# ab welchen alter darf man ALLEINE angeln



## siechstaler (4. Mai 2009)

hi, ich als papa eines jungen 10 jahre hätte da mal eine frage |kopfkrat|kopfkrat
ab wann darf mein sohn 10 jahre alleine am tage angeln gehen denn erwürde auch mal gern allein losziehen 
bedanke mich schon vorab mal
freue mich über jeden tip
übrings wir wohnen in sachsen- anhalt ,salzlandkreis
und haben beide er jugendfischerreischein+  ich fischerreischein sowie sind mitglieder im angelverein bei uns zu haus 
#6#6


----------



## Trunkenbold (4. Mai 2009)

*AW: ab welchen alter darf man ALLEINE angeln*

Ahoi,
soweit ich weiss mit Jugendfischereischein gar nicht. Da muss immer ein volljähriger mit Fischereischein anwesend sein,zumindest hier bei uns in Baden-Württemberg.


----------



## siechstaler (4. Mai 2009)

*AW: ab welchen alter darf man ALLEINE angeln*

danke, da hab ich mal schon ein anhaltspunkt denn ich suche schon ne ganze weile im netz weil junior mich ständigt löchert er will unbedingt mal allein


----------



## Allrounder_85 (4. Mai 2009)

*AW: ab welchen alter darf man ALLEINE angeln*

Zitat Fischereigesetz:
Von 8 bis 18 Jahren können Jugendliche den Jugendfischereischein erwerben. Dazu muss die Jugendfischerprüfung abgelegt werden (abgespeckte Version der regulären Fischerprüfung mit kindgerechten Fragen zur Angelfischerei). Der Jugendfischereischein berechtigt ohne weitere Auflagen zum Friedfischfang. Ab 14 Jahren kann dann nach bestandener Fischerprüfung der reguläre Fischereischein erworben werden.

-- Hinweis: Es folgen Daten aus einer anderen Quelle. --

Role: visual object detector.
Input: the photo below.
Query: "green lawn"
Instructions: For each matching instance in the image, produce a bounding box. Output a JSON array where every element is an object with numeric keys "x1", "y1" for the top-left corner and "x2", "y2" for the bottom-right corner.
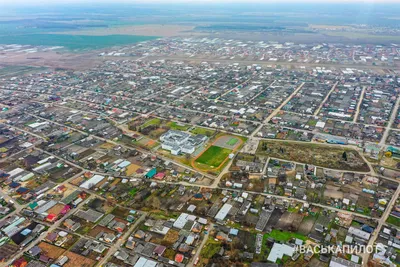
[
  {"x1": 264, "y1": 229, "x2": 307, "y2": 242},
  {"x1": 387, "y1": 215, "x2": 400, "y2": 227},
  {"x1": 190, "y1": 127, "x2": 216, "y2": 137},
  {"x1": 201, "y1": 237, "x2": 221, "y2": 258},
  {"x1": 195, "y1": 146, "x2": 232, "y2": 167},
  {"x1": 226, "y1": 137, "x2": 239, "y2": 146},
  {"x1": 167, "y1": 121, "x2": 190, "y2": 131},
  {"x1": 141, "y1": 118, "x2": 161, "y2": 128},
  {"x1": 129, "y1": 188, "x2": 138, "y2": 197}
]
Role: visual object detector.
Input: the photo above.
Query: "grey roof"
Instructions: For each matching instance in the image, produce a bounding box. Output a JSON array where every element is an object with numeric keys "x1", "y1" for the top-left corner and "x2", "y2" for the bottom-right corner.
[{"x1": 75, "y1": 209, "x2": 104, "y2": 223}]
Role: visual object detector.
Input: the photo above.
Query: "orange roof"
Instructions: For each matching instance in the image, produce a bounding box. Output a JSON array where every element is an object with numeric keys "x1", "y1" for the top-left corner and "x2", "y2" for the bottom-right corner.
[{"x1": 175, "y1": 253, "x2": 184, "y2": 263}]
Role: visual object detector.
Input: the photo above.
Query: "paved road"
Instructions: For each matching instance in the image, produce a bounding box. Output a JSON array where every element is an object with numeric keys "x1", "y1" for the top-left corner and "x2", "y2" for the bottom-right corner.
[
  {"x1": 314, "y1": 81, "x2": 338, "y2": 116},
  {"x1": 187, "y1": 223, "x2": 214, "y2": 267},
  {"x1": 380, "y1": 95, "x2": 400, "y2": 146},
  {"x1": 361, "y1": 183, "x2": 400, "y2": 265},
  {"x1": 96, "y1": 213, "x2": 147, "y2": 267},
  {"x1": 353, "y1": 86, "x2": 367, "y2": 123}
]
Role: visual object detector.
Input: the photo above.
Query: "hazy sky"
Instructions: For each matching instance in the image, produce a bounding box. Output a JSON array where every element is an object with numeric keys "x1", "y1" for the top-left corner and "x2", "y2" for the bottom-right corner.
[{"x1": 1, "y1": 0, "x2": 400, "y2": 4}]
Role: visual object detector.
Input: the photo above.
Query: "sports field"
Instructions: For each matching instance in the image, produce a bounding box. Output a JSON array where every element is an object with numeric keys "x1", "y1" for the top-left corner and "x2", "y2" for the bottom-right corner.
[
  {"x1": 213, "y1": 135, "x2": 241, "y2": 149},
  {"x1": 226, "y1": 137, "x2": 238, "y2": 146},
  {"x1": 195, "y1": 146, "x2": 232, "y2": 168}
]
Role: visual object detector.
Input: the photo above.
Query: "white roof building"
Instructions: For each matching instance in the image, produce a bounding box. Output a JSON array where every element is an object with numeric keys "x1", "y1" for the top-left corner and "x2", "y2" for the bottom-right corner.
[
  {"x1": 215, "y1": 204, "x2": 232, "y2": 221},
  {"x1": 267, "y1": 243, "x2": 295, "y2": 262},
  {"x1": 173, "y1": 213, "x2": 189, "y2": 229},
  {"x1": 80, "y1": 175, "x2": 105, "y2": 189}
]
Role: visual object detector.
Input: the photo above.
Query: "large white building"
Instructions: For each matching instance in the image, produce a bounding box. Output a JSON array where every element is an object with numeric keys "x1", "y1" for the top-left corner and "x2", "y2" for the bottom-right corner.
[
  {"x1": 215, "y1": 203, "x2": 232, "y2": 222},
  {"x1": 160, "y1": 130, "x2": 208, "y2": 155}
]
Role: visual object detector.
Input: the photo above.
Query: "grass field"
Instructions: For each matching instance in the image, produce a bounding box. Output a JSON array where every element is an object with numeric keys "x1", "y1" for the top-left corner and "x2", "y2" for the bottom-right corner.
[
  {"x1": 195, "y1": 145, "x2": 232, "y2": 168},
  {"x1": 0, "y1": 34, "x2": 159, "y2": 50},
  {"x1": 321, "y1": 31, "x2": 400, "y2": 42},
  {"x1": 0, "y1": 65, "x2": 47, "y2": 78},
  {"x1": 387, "y1": 215, "x2": 400, "y2": 227},
  {"x1": 264, "y1": 229, "x2": 307, "y2": 242},
  {"x1": 227, "y1": 137, "x2": 238, "y2": 146},
  {"x1": 141, "y1": 118, "x2": 161, "y2": 128},
  {"x1": 167, "y1": 121, "x2": 191, "y2": 131},
  {"x1": 190, "y1": 127, "x2": 216, "y2": 137}
]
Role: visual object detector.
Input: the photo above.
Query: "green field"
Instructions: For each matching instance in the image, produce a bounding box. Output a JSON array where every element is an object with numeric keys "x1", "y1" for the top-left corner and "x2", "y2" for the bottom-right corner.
[
  {"x1": 321, "y1": 31, "x2": 400, "y2": 42},
  {"x1": 387, "y1": 215, "x2": 400, "y2": 227},
  {"x1": 190, "y1": 127, "x2": 216, "y2": 137},
  {"x1": 226, "y1": 137, "x2": 238, "y2": 146},
  {"x1": 0, "y1": 34, "x2": 159, "y2": 50},
  {"x1": 167, "y1": 121, "x2": 191, "y2": 131},
  {"x1": 195, "y1": 145, "x2": 232, "y2": 167},
  {"x1": 264, "y1": 229, "x2": 307, "y2": 242},
  {"x1": 141, "y1": 118, "x2": 161, "y2": 128}
]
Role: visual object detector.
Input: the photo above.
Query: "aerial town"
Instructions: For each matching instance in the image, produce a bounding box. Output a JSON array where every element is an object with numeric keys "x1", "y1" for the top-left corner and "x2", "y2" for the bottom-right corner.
[{"x1": 1, "y1": 19, "x2": 400, "y2": 267}]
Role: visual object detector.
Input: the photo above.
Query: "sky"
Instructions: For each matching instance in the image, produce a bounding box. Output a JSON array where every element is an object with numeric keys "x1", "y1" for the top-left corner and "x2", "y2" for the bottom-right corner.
[{"x1": 1, "y1": 0, "x2": 400, "y2": 4}]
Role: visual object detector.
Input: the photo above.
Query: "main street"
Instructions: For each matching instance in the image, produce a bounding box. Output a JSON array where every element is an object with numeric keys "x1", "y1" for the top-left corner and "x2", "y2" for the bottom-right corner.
[
  {"x1": 380, "y1": 95, "x2": 400, "y2": 146},
  {"x1": 96, "y1": 213, "x2": 147, "y2": 267},
  {"x1": 361, "y1": 183, "x2": 400, "y2": 265}
]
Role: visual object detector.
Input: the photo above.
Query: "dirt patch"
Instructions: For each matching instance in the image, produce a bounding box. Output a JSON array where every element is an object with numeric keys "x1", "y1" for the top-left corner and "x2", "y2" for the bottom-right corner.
[
  {"x1": 47, "y1": 203, "x2": 66, "y2": 215},
  {"x1": 257, "y1": 140, "x2": 370, "y2": 172},
  {"x1": 298, "y1": 216, "x2": 317, "y2": 235},
  {"x1": 324, "y1": 184, "x2": 344, "y2": 199},
  {"x1": 0, "y1": 51, "x2": 99, "y2": 70},
  {"x1": 266, "y1": 209, "x2": 283, "y2": 229},
  {"x1": 38, "y1": 241, "x2": 66, "y2": 259},
  {"x1": 63, "y1": 251, "x2": 96, "y2": 267},
  {"x1": 276, "y1": 212, "x2": 304, "y2": 231},
  {"x1": 88, "y1": 225, "x2": 114, "y2": 238}
]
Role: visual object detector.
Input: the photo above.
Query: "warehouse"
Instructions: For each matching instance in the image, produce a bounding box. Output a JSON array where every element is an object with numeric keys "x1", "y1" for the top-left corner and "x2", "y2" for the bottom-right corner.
[{"x1": 215, "y1": 203, "x2": 233, "y2": 222}]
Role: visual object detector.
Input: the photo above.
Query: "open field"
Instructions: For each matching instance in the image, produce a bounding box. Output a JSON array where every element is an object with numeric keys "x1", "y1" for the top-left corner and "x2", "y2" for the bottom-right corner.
[
  {"x1": 321, "y1": 30, "x2": 400, "y2": 42},
  {"x1": 38, "y1": 242, "x2": 66, "y2": 259},
  {"x1": 213, "y1": 135, "x2": 241, "y2": 150},
  {"x1": 0, "y1": 65, "x2": 48, "y2": 77},
  {"x1": 166, "y1": 121, "x2": 191, "y2": 131},
  {"x1": 195, "y1": 146, "x2": 232, "y2": 168},
  {"x1": 256, "y1": 141, "x2": 370, "y2": 172},
  {"x1": 63, "y1": 251, "x2": 97, "y2": 267},
  {"x1": 264, "y1": 229, "x2": 307, "y2": 242},
  {"x1": 0, "y1": 34, "x2": 159, "y2": 50},
  {"x1": 309, "y1": 24, "x2": 353, "y2": 30},
  {"x1": 0, "y1": 51, "x2": 100, "y2": 70},
  {"x1": 51, "y1": 24, "x2": 196, "y2": 37},
  {"x1": 140, "y1": 118, "x2": 161, "y2": 129},
  {"x1": 190, "y1": 127, "x2": 216, "y2": 137}
]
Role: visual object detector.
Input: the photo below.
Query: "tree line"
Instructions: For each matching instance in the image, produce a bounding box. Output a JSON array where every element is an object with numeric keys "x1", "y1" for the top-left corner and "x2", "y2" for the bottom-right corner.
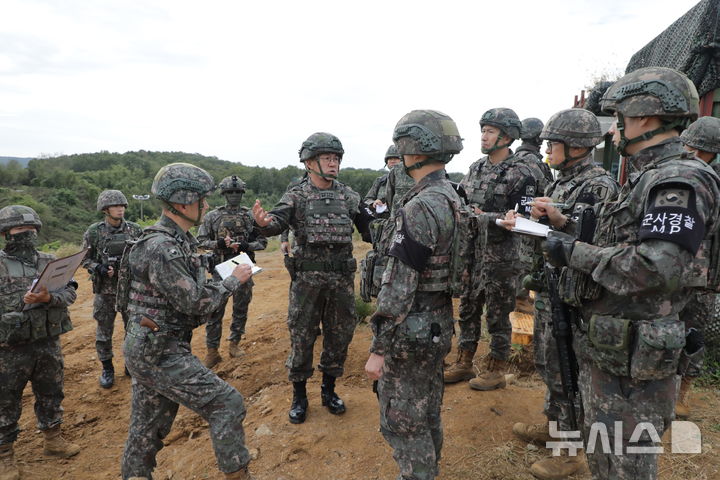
[{"x1": 0, "y1": 151, "x2": 463, "y2": 246}]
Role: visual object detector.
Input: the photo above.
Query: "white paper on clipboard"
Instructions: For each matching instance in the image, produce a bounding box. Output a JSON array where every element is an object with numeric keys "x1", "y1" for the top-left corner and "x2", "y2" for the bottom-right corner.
[
  {"x1": 28, "y1": 248, "x2": 88, "y2": 296},
  {"x1": 215, "y1": 252, "x2": 262, "y2": 280}
]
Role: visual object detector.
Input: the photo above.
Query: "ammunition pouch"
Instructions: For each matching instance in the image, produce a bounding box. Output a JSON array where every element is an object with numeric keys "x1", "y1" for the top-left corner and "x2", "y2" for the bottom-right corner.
[
  {"x1": 588, "y1": 314, "x2": 685, "y2": 380},
  {"x1": 0, "y1": 308, "x2": 72, "y2": 345},
  {"x1": 558, "y1": 267, "x2": 601, "y2": 307},
  {"x1": 360, "y1": 250, "x2": 386, "y2": 302}
]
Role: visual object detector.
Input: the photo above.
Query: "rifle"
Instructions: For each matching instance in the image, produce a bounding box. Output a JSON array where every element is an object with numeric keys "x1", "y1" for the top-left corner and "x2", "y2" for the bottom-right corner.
[{"x1": 543, "y1": 261, "x2": 580, "y2": 431}]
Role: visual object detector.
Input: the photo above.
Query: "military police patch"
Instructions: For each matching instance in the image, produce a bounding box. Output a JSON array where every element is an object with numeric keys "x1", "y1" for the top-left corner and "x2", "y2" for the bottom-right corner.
[
  {"x1": 639, "y1": 184, "x2": 705, "y2": 254},
  {"x1": 388, "y1": 212, "x2": 432, "y2": 272}
]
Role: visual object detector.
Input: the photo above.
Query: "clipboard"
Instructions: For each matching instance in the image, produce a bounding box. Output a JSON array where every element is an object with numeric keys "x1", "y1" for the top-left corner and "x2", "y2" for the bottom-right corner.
[{"x1": 28, "y1": 248, "x2": 88, "y2": 295}]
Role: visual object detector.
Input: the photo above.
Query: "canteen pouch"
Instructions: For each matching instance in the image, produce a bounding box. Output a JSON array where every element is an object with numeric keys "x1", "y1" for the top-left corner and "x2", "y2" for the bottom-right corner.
[{"x1": 630, "y1": 320, "x2": 685, "y2": 381}]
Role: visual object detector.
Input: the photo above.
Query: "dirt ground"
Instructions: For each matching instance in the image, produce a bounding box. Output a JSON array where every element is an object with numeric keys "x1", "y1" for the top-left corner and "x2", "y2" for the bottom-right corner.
[{"x1": 11, "y1": 243, "x2": 720, "y2": 480}]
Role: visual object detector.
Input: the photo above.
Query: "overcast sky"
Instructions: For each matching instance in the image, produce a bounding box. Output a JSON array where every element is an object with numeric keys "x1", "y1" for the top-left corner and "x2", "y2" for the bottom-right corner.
[{"x1": 0, "y1": 0, "x2": 702, "y2": 174}]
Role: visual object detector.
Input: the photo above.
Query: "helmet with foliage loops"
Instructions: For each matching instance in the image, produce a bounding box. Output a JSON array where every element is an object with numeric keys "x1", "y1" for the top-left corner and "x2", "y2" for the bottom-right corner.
[
  {"x1": 0, "y1": 205, "x2": 42, "y2": 233},
  {"x1": 151, "y1": 162, "x2": 215, "y2": 205},
  {"x1": 96, "y1": 190, "x2": 128, "y2": 212}
]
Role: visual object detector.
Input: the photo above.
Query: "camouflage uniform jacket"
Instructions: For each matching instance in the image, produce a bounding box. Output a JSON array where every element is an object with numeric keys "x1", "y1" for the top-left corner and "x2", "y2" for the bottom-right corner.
[
  {"x1": 461, "y1": 153, "x2": 538, "y2": 276},
  {"x1": 516, "y1": 142, "x2": 553, "y2": 184},
  {"x1": 570, "y1": 138, "x2": 720, "y2": 320},
  {"x1": 364, "y1": 173, "x2": 390, "y2": 205},
  {"x1": 125, "y1": 215, "x2": 240, "y2": 331},
  {"x1": 371, "y1": 170, "x2": 459, "y2": 354},
  {"x1": 0, "y1": 250, "x2": 77, "y2": 341},
  {"x1": 257, "y1": 179, "x2": 368, "y2": 285},
  {"x1": 82, "y1": 219, "x2": 142, "y2": 294},
  {"x1": 197, "y1": 205, "x2": 267, "y2": 263},
  {"x1": 385, "y1": 164, "x2": 416, "y2": 215}
]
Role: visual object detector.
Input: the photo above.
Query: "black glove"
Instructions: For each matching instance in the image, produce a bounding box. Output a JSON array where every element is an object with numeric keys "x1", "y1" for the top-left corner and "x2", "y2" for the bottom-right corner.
[
  {"x1": 237, "y1": 241, "x2": 250, "y2": 252},
  {"x1": 542, "y1": 231, "x2": 576, "y2": 268},
  {"x1": 96, "y1": 264, "x2": 111, "y2": 277}
]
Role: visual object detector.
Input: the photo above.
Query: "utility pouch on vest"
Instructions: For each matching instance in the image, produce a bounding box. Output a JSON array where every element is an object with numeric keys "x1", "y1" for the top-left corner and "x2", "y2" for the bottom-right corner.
[
  {"x1": 558, "y1": 268, "x2": 601, "y2": 307},
  {"x1": 26, "y1": 308, "x2": 49, "y2": 341},
  {"x1": 46, "y1": 308, "x2": 72, "y2": 337},
  {"x1": 0, "y1": 311, "x2": 30, "y2": 344},
  {"x1": 630, "y1": 320, "x2": 685, "y2": 381},
  {"x1": 588, "y1": 314, "x2": 632, "y2": 377}
]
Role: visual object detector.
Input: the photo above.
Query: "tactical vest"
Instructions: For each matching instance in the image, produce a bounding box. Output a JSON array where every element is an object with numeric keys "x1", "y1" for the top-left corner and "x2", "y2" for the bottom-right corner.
[
  {"x1": 466, "y1": 159, "x2": 513, "y2": 211},
  {"x1": 216, "y1": 209, "x2": 251, "y2": 244},
  {"x1": 304, "y1": 189, "x2": 354, "y2": 245},
  {"x1": 595, "y1": 152, "x2": 714, "y2": 290},
  {"x1": 0, "y1": 253, "x2": 73, "y2": 344},
  {"x1": 117, "y1": 227, "x2": 208, "y2": 331}
]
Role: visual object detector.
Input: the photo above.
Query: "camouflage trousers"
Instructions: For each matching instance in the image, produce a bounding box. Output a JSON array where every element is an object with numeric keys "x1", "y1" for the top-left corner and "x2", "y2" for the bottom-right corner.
[
  {"x1": 121, "y1": 320, "x2": 250, "y2": 479},
  {"x1": 574, "y1": 331, "x2": 677, "y2": 480},
  {"x1": 205, "y1": 276, "x2": 253, "y2": 349},
  {"x1": 457, "y1": 263, "x2": 517, "y2": 360},
  {"x1": 533, "y1": 294, "x2": 578, "y2": 432},
  {"x1": 94, "y1": 293, "x2": 129, "y2": 362},
  {"x1": 378, "y1": 306, "x2": 454, "y2": 480},
  {"x1": 286, "y1": 272, "x2": 356, "y2": 382},
  {"x1": 0, "y1": 337, "x2": 64, "y2": 445}
]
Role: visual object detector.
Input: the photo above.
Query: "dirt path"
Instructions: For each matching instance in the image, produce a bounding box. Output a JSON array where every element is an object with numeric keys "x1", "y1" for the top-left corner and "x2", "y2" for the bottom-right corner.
[{"x1": 11, "y1": 244, "x2": 720, "y2": 479}]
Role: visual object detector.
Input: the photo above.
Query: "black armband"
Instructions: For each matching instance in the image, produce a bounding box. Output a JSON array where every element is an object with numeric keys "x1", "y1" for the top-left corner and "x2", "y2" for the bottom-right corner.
[
  {"x1": 388, "y1": 212, "x2": 432, "y2": 271},
  {"x1": 639, "y1": 184, "x2": 705, "y2": 255}
]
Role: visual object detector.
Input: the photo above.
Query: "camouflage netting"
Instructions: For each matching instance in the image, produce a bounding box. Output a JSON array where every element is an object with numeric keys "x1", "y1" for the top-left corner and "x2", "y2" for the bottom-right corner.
[{"x1": 625, "y1": 0, "x2": 720, "y2": 98}]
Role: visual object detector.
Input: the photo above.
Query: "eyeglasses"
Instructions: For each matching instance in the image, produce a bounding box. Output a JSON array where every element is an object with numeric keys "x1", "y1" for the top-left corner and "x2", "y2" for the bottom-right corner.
[
  {"x1": 546, "y1": 140, "x2": 562, "y2": 150},
  {"x1": 317, "y1": 155, "x2": 342, "y2": 165}
]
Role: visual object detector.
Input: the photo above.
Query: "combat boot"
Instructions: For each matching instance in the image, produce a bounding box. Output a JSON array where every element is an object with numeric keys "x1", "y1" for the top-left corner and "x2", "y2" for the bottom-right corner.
[
  {"x1": 469, "y1": 356, "x2": 508, "y2": 391},
  {"x1": 675, "y1": 376, "x2": 693, "y2": 419},
  {"x1": 225, "y1": 466, "x2": 254, "y2": 479},
  {"x1": 228, "y1": 340, "x2": 244, "y2": 358},
  {"x1": 99, "y1": 359, "x2": 115, "y2": 389},
  {"x1": 289, "y1": 381, "x2": 308, "y2": 424},
  {"x1": 444, "y1": 349, "x2": 476, "y2": 384},
  {"x1": 320, "y1": 373, "x2": 346, "y2": 415},
  {"x1": 203, "y1": 347, "x2": 222, "y2": 368},
  {"x1": 42, "y1": 425, "x2": 80, "y2": 458},
  {"x1": 512, "y1": 422, "x2": 553, "y2": 444},
  {"x1": 529, "y1": 451, "x2": 588, "y2": 479},
  {"x1": 0, "y1": 443, "x2": 19, "y2": 480}
]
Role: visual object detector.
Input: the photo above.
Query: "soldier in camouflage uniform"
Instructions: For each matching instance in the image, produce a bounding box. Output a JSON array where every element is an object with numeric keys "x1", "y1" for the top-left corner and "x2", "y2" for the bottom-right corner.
[
  {"x1": 252, "y1": 132, "x2": 372, "y2": 424},
  {"x1": 197, "y1": 175, "x2": 267, "y2": 368},
  {"x1": 365, "y1": 109, "x2": 463, "y2": 480},
  {"x1": 508, "y1": 109, "x2": 619, "y2": 480},
  {"x1": 120, "y1": 163, "x2": 255, "y2": 480},
  {"x1": 385, "y1": 152, "x2": 417, "y2": 215},
  {"x1": 82, "y1": 190, "x2": 142, "y2": 388},
  {"x1": 444, "y1": 107, "x2": 538, "y2": 390},
  {"x1": 674, "y1": 115, "x2": 720, "y2": 418},
  {"x1": 0, "y1": 206, "x2": 80, "y2": 480},
  {"x1": 364, "y1": 145, "x2": 403, "y2": 217},
  {"x1": 516, "y1": 117, "x2": 554, "y2": 184},
  {"x1": 541, "y1": 67, "x2": 720, "y2": 479},
  {"x1": 514, "y1": 118, "x2": 553, "y2": 309}
]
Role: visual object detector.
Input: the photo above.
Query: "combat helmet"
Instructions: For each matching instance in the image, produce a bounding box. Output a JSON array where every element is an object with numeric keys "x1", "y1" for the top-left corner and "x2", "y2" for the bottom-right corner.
[
  {"x1": 218, "y1": 175, "x2": 247, "y2": 193},
  {"x1": 681, "y1": 116, "x2": 720, "y2": 154},
  {"x1": 480, "y1": 108, "x2": 522, "y2": 140},
  {"x1": 152, "y1": 162, "x2": 215, "y2": 205},
  {"x1": 392, "y1": 109, "x2": 463, "y2": 172},
  {"x1": 0, "y1": 205, "x2": 42, "y2": 234},
  {"x1": 521, "y1": 118, "x2": 544, "y2": 142},
  {"x1": 384, "y1": 145, "x2": 400, "y2": 164},
  {"x1": 298, "y1": 133, "x2": 344, "y2": 162},
  {"x1": 96, "y1": 190, "x2": 128, "y2": 212},
  {"x1": 601, "y1": 67, "x2": 699, "y2": 155},
  {"x1": 541, "y1": 109, "x2": 603, "y2": 169}
]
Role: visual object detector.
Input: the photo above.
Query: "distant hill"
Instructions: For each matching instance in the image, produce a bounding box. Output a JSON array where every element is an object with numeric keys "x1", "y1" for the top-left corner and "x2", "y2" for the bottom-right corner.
[{"x1": 0, "y1": 156, "x2": 32, "y2": 167}]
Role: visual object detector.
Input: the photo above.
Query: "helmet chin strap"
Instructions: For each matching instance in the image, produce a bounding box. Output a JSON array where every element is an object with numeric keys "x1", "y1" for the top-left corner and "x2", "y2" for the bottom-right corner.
[
  {"x1": 615, "y1": 112, "x2": 687, "y2": 156},
  {"x1": 305, "y1": 159, "x2": 337, "y2": 180},
  {"x1": 162, "y1": 198, "x2": 205, "y2": 226},
  {"x1": 552, "y1": 145, "x2": 591, "y2": 170},
  {"x1": 481, "y1": 134, "x2": 510, "y2": 155}
]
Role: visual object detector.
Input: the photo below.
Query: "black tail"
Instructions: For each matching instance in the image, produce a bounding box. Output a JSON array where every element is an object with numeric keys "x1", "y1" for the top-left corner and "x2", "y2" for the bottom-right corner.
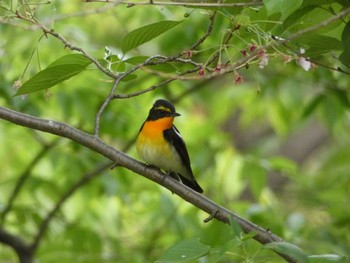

Gültigkeitsdauer :Regulärer Fischereischein 1-5 Jahre.
    "         "       :Jugendfischreischein 1 Jahr


Sieht für mich dann wohl so aus als wenn das Friedfischangeln mit einem Jugendfischereischein ohne Aufsicht betrieben werden kann,wobei ich es aber schon nen bissl seltsam finde,da der Jugendfischereischein ja schon mit 8 JAhren erworben werden kann,und dann ohne Aufsicht  |kopfkrat

Naja ich hoffe ich konnte trotzdem helfen  #h


----------



## Allrounder_85 (4. Mai 2009)

*AW: ab welchen alter darf man ALLEINE angeln*



Allrounder_85 schrieb:


> Zitat Fischereigesetz:


 

 Gilt für Sachsen Anhalt...


----------



## siechstaler (4. Mai 2009)

*AW: ab welchen alter darf man ALLEINE angeln*

danke, eben wir gehen immer zusammen angeln 
nun will er auch mal allein ob ich meine aufsichtspflicht verletzte wenn allein loszieht keine ahnung
schwimmen kann er und naja 10 jahre da ist auch immer ein bischen blödsinn mit dabei ist halt so und genug angler sind auch immer da 
ich weis nicht ob ich es zulassen kann #c#c


----------



## Allrounder_85 (4. Mai 2009)

*AW: ab welchen alter darf man ALLEINE angeln*

Ich hab ebn nochmal ein wenig im Netz nachgeschaut,und es scheint wirklich so zu sein das jugendliche bzw Kinder ab 8 Jahren mit einem Jugendfischereischein ohne Aufsicht auf Friedfische in Sachsen-Anhalt angeln dürfen! Jetzt liegt es natürlich an jedem selbst ob man die Jungs und Mädels alleine los schicken möchte.


----------



## siechstaler (4. Mai 2009)

*AW: ab welchen alter darf man ALLEINE angeln*

hab mit ihn eben noch mal geredet er will ja nur angeln und ich soll mich nicht so haben 
naja ,wir waren früher ja auch immer ontour und nun ist man selbst papa der ewig meckernde und übervorsichtige 
danke dir allrounder_85 für tips und infos #6


----------



## Allrounder_85 (4. Mai 2009)

*AW: ab welchen alter darf man ALLEINE angeln*

Ja kein Problem...

Ich hab früher auch so lange genervt bis ich endlich allein los durfte,tja angeln ist schön,aber ohne Vaddern manchmal noch vieeel schöner :q

Naja denn man Petri Heil und so  #h


----------



## Taskin (6. Mai 2009)

*AW: ab welchen alter darf man ALLEINE angeln*

aaaach das erinnert mich an mich selber... nur leider hatte ich keinen vater mit angelschein, also hab ich frühstmöglich meinen staatlichen schein gemacht. bei uns in bayern ist das so:
mit 12 darfst du die schulung zu schein beginnen, mit 13 die prüfung ablegen, und bekommst den staatlichen schein mit 14 ausgestellt.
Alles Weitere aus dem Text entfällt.